Data that can be queried directly by the user and that can be displayed in a variety of formats can help the user more deeply understand the meaning of the information (Mandinach et al., 2006). You should check that the tool is sufficiently flexible in allowing you to examine the data from different perspectives. These perspectives include a variety of visual displays, such as tables, graphs, and charts, as well as data at different levels of aggregation and disaggregation.
The feedback loop refers to the time between when the data are generated and when the results are reported to the end user. The feedback loop can be either: a) one of the biggest motivators for, or b) one of the biggest impediments to effective data use. The tighter the feedback loop (meaning the more quickly data are available), the more useful the data are to the end user (Mandinach et al., 2006). To ensure effective data use, the data must still be relevant when they are reported. Check to see that the data tool can provide data to the end user within an appropriate (i.e., usable) timeframe.
Access should not be restricted if the tool is going to be widely used at different levels of the education system (e.g., by building administrators and by teachers) to improve student achievement. It is particularly beneficial to encourage teacher use of data tools by providing teachers access from classroom and home computers.

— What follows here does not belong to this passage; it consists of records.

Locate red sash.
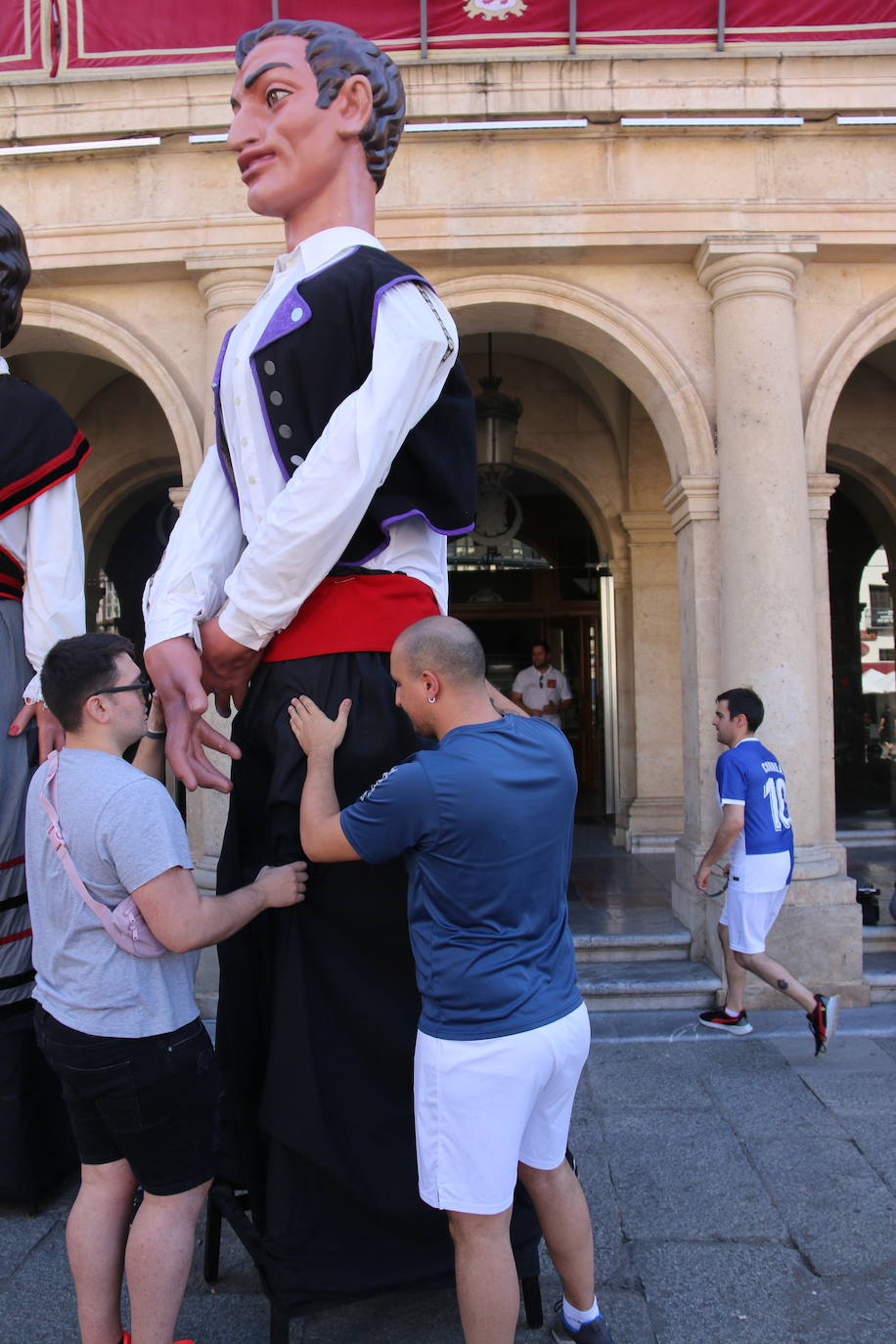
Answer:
[263,574,440,662]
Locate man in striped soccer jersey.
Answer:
[694,687,839,1055]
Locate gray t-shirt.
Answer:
[25,747,199,1038]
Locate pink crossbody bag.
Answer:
[40,751,168,957]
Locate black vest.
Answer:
[215,247,475,564]
[0,374,90,603]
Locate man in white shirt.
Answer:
[511,641,572,729]
[145,21,475,1311]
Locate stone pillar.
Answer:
[662,475,720,963]
[622,511,683,849]
[609,555,638,845]
[695,235,868,1007]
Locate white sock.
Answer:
[562,1296,601,1330]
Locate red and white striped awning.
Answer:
[7,0,896,79]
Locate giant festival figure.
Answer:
[0,205,90,1203]
[145,21,475,1313]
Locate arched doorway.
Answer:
[828,341,896,829]
[449,468,612,819]
[450,325,684,848]
[10,349,183,650]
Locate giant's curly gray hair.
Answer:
[234,19,404,191]
[0,205,31,349]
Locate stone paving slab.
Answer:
[0,1009,896,1344]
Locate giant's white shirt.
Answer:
[0,357,85,703]
[144,227,457,650]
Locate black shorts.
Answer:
[33,1004,217,1194]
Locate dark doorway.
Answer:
[449,468,605,819]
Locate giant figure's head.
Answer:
[235,19,404,191]
[0,205,31,349]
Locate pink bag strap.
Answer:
[40,751,118,927]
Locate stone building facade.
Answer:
[0,43,896,1004]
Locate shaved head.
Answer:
[392,615,485,686]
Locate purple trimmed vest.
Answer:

Some tools permit users to query data easily via pull-down menus of data elements, report formats, and specific subgroups of students (e.g., ethnicity, gender, language proficiency, etc.). Such tools provide questions for data users to draw on and allow users to manipulate the data with customized queries. You should check the flexibility of all data tools and inquire as to whether the querying function can be used by a wide variety of users or if experts are always needed to conduct queries.

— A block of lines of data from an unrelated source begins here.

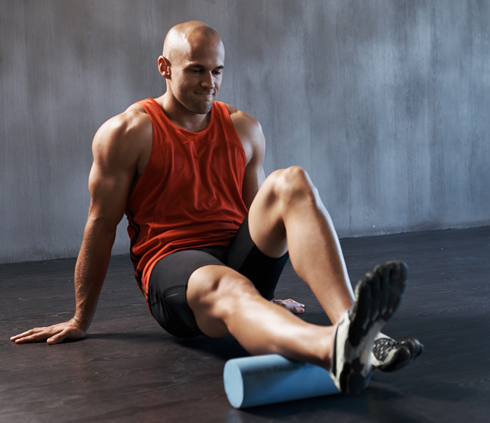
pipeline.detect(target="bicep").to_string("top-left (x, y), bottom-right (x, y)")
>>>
top-left (242, 126), bottom-right (265, 208)
top-left (89, 122), bottom-right (136, 228)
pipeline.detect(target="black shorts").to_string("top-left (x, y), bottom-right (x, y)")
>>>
top-left (148, 217), bottom-right (288, 338)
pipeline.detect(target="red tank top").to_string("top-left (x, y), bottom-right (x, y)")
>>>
top-left (126, 98), bottom-right (247, 298)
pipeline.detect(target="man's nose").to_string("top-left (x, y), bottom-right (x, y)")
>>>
top-left (202, 72), bottom-right (215, 88)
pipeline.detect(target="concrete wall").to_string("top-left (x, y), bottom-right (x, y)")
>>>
top-left (0, 0), bottom-right (490, 262)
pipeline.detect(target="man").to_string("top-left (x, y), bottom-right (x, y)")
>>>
top-left (11, 21), bottom-right (422, 393)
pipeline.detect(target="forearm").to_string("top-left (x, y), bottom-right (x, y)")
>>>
top-left (74, 219), bottom-right (116, 331)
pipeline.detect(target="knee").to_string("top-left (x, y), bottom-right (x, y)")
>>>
top-left (270, 166), bottom-right (318, 204)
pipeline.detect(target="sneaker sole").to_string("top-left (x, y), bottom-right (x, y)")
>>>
top-left (330, 261), bottom-right (408, 394)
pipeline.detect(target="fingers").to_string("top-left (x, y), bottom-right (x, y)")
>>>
top-left (10, 322), bottom-right (85, 345)
top-left (10, 328), bottom-right (51, 344)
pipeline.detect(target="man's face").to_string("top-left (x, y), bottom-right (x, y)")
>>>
top-left (169, 37), bottom-right (225, 114)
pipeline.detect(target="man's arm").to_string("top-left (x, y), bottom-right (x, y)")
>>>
top-left (227, 105), bottom-right (265, 208)
top-left (10, 112), bottom-right (146, 344)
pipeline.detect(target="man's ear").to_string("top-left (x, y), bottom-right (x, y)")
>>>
top-left (158, 56), bottom-right (170, 79)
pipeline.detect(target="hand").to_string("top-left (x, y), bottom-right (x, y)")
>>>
top-left (272, 298), bottom-right (305, 314)
top-left (10, 319), bottom-right (85, 344)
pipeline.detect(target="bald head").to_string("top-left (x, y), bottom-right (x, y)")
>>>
top-left (163, 21), bottom-right (224, 63)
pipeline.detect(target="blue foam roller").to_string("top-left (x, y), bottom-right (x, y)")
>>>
top-left (223, 354), bottom-right (339, 408)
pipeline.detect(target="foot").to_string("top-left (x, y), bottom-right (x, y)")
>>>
top-left (330, 261), bottom-right (408, 394)
top-left (371, 337), bottom-right (424, 372)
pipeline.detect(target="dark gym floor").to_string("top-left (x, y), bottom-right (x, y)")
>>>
top-left (0, 227), bottom-right (490, 423)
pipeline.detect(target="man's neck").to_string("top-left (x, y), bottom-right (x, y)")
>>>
top-left (156, 94), bottom-right (211, 132)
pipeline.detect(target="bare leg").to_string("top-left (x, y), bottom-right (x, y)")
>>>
top-left (187, 167), bottom-right (414, 392)
top-left (249, 167), bottom-right (354, 324)
top-left (187, 266), bottom-right (334, 369)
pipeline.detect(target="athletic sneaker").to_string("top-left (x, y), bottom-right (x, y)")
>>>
top-left (371, 337), bottom-right (424, 372)
top-left (330, 261), bottom-right (408, 394)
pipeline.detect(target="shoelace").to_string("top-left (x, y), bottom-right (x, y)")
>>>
top-left (373, 338), bottom-right (397, 361)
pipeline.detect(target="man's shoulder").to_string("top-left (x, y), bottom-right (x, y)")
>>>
top-left (93, 104), bottom-right (153, 161)
top-left (96, 104), bottom-right (151, 145)
top-left (224, 103), bottom-right (262, 132)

A number of data tools contain instructional materials or links to instructional suggestions and resources based on results of data analysis. However, many tools have few or no links to instructional practices and require teachers to make those links based on the data they have analyzed. Depending on your needs, you should check this aspect of functionality in the data tool.
Some data tools work better with some browsers than with others, some are net browser enabled, and a number of data tools are not cross-platform compatible. You will need to check these issues before deciding on a data tool for your use.

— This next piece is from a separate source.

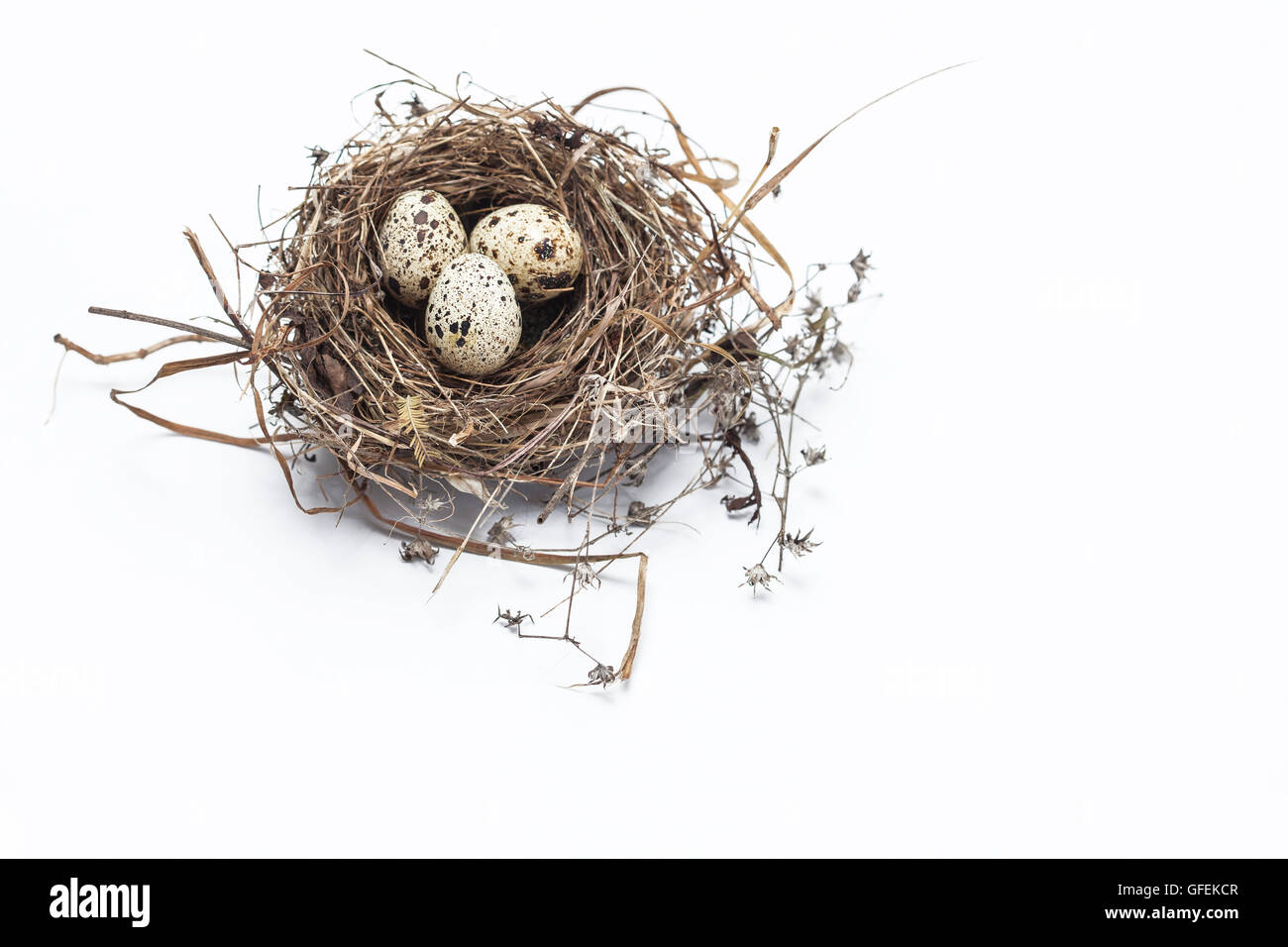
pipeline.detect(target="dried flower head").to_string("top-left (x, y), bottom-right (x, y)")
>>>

Depending on the capacity of the data tool, you may want to conduct higher-level statistical analyses with other software programs (e.g., SPSS). Make sure you check the tool's compatibility with a range of software packages.
Many districts already implementing grade book software applications may want to include student grades in future data analysis. If this is the case, it will be important to check that the data tool is compatible with your existing grade book software. If applicable, check to see if the grade book data can be imported and exported from the tool.
A number of data tools provide the capacity to longitudinally store digital artifacts of student performance. Videos of student performance, scanned essays with rubrics, and images of models the students have constructed are examples of artifacts that can provide additional student data to corroborate or contradict test-based scores. Although your immediate plans may not call for storage of digital artifacts, this is a data tool function that you might want to consider using in the future.
Some tools have a goal setting function and the ability to monitor and report progress toward goals. This reporting function can be a useful communication tool to provide stakeholders with periodic information about how well the district or school is progressing toward goals.